Bitterness is not unspiritual or low vibrational. Bitterness is utterly sacred.

As everything about my trauma sank in, I came to the devastating realization that nothing was my fault and I took on the scapegoat role to stay alive, to keep "peace" with people who never gave me peace.

My suffering was utterly pointless, exacerbated by false spiritual teachings created by Abuse Consciousness, such as "everything happens for a reason" and "earth is a school". These are false teachings meant to uphold a false reality: the reality the abuser likes.

My heart is broken because of other people's selfishness and irresponsibility, because of cruelties inflicted upon me that were deep, complex, and unfair, creating devastating losses in my life that cannot be recovered. My life will never be the same.

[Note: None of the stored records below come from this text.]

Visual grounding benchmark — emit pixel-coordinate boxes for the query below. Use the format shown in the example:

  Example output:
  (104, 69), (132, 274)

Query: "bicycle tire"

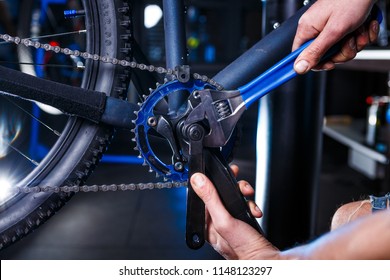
(0, 0), (132, 250)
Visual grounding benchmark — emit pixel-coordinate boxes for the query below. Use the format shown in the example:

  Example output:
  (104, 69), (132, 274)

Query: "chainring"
(133, 79), (214, 182)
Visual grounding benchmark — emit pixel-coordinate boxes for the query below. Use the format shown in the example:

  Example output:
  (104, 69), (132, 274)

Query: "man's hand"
(293, 0), (379, 74)
(191, 166), (279, 259)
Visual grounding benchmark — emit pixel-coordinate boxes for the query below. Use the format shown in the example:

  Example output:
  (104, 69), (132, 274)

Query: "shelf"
(323, 120), (390, 179)
(337, 49), (390, 72)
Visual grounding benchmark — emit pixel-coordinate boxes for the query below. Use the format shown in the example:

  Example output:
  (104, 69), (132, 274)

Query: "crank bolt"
(148, 117), (157, 127)
(175, 161), (184, 171)
(188, 125), (203, 141)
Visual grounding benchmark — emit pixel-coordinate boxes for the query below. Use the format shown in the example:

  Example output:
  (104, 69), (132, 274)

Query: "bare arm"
(293, 0), (379, 74)
(191, 173), (390, 260)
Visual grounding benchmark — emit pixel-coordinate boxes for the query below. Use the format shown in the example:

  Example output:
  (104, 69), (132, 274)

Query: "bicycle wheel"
(0, 0), (132, 249)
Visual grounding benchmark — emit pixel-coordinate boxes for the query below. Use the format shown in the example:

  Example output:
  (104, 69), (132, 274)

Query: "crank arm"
(204, 148), (264, 235)
(186, 124), (264, 249)
(0, 66), (138, 129)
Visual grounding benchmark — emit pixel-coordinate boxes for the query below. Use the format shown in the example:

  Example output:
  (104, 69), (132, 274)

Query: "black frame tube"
(163, 0), (188, 112)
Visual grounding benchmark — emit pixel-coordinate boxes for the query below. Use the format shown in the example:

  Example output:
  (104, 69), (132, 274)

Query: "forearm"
(281, 210), (390, 259)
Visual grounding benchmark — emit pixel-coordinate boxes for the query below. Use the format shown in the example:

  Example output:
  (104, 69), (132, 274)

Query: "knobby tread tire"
(0, 0), (132, 250)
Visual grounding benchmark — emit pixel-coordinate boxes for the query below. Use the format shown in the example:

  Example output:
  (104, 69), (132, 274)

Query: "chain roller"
(0, 34), (218, 194)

I am comfortable being bitter at Abuse Consciousness for the amount of terror and torture it put me through, the way it came through unconsciously willing humans to harm me because I didn't fit into the world of lies it built. Because the world of lies needs a scapegoat to maintain it's long con.

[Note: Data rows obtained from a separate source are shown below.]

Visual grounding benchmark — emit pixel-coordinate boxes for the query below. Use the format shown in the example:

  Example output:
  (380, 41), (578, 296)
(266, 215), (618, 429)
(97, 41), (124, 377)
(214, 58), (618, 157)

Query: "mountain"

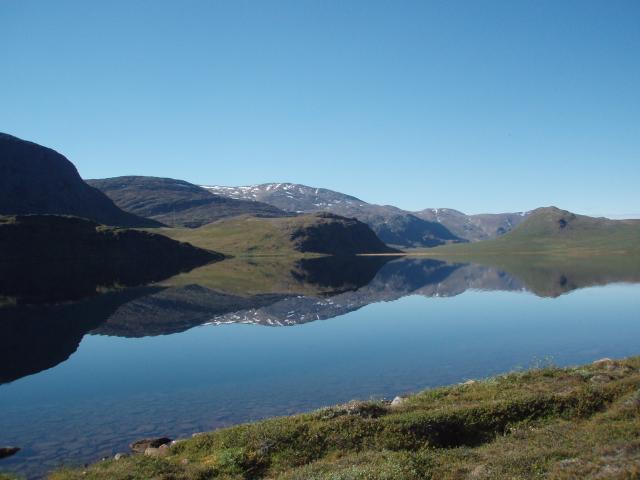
(159, 212), (398, 256)
(424, 207), (640, 256)
(0, 215), (224, 303)
(203, 183), (466, 247)
(0, 133), (160, 227)
(87, 176), (287, 228)
(414, 208), (529, 242)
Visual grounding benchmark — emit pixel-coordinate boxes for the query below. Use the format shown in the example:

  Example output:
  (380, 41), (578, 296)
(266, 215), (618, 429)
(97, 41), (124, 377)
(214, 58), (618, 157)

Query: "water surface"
(0, 258), (640, 478)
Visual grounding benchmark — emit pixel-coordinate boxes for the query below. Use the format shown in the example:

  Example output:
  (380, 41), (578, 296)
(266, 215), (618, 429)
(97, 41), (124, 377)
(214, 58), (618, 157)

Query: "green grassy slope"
(428, 207), (640, 257)
(154, 214), (393, 256)
(50, 357), (640, 480)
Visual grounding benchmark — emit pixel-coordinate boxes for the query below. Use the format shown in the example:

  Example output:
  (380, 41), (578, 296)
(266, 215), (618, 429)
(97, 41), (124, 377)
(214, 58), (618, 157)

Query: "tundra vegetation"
(49, 357), (640, 480)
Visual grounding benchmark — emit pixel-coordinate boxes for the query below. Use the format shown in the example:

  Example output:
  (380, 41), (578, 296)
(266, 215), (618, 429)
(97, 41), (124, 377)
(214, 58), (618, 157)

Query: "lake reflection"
(0, 257), (640, 477)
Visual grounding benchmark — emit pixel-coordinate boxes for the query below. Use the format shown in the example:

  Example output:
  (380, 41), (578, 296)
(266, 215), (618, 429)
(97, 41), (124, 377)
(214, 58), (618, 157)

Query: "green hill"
(154, 213), (398, 256)
(422, 207), (640, 257)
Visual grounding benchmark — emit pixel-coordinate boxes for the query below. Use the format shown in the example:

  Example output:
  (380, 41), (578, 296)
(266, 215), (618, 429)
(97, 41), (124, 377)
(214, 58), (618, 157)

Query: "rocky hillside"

When I sit with my sacred bitterness and deeply allow it to love me, I receive a profound experience of self-forgiveness and self-loyalty. In the embrace of bitterness I feel Dhumavati's fiercely loving presence. I feel my abandonment wound being healed. I hear the Grandmother's cry for justice. 

Bitterness is a cry for justice. Bitterness is innocent. Bitterness is blameless. Bitterness deserves a voice, too. She may say and do socially unacceptable things, but is it her job to make people feel comfortable? Bitterness exists because of unspeakable loss, unspeakable injustice.

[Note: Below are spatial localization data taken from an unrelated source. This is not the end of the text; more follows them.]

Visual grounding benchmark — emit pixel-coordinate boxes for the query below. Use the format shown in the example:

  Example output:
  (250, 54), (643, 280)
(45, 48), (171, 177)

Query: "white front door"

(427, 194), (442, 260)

There is TRUTH in that bitterness that cuts through the psychic gaslighting and deception of this polluted world. It is alchemical wonder.

Allowing my bitterness with tenderness and sympathy has saved my life. It has also made other people dislike me and feel threatened by me, since they can no longer shame me into suppressing my bitterness. 

Nobody wants their scapegoat to own her bitterness, but in doing so, I stopped abandoning myself. I stopped betraying myself. 

If speaking the truth makes me "bitter", I'm entirely okay with that.

The Restoration of Sati Brings Death

This blog is over, but as the year is also almost over, it's fitting that both the blog and the year leave together.  This has been a De...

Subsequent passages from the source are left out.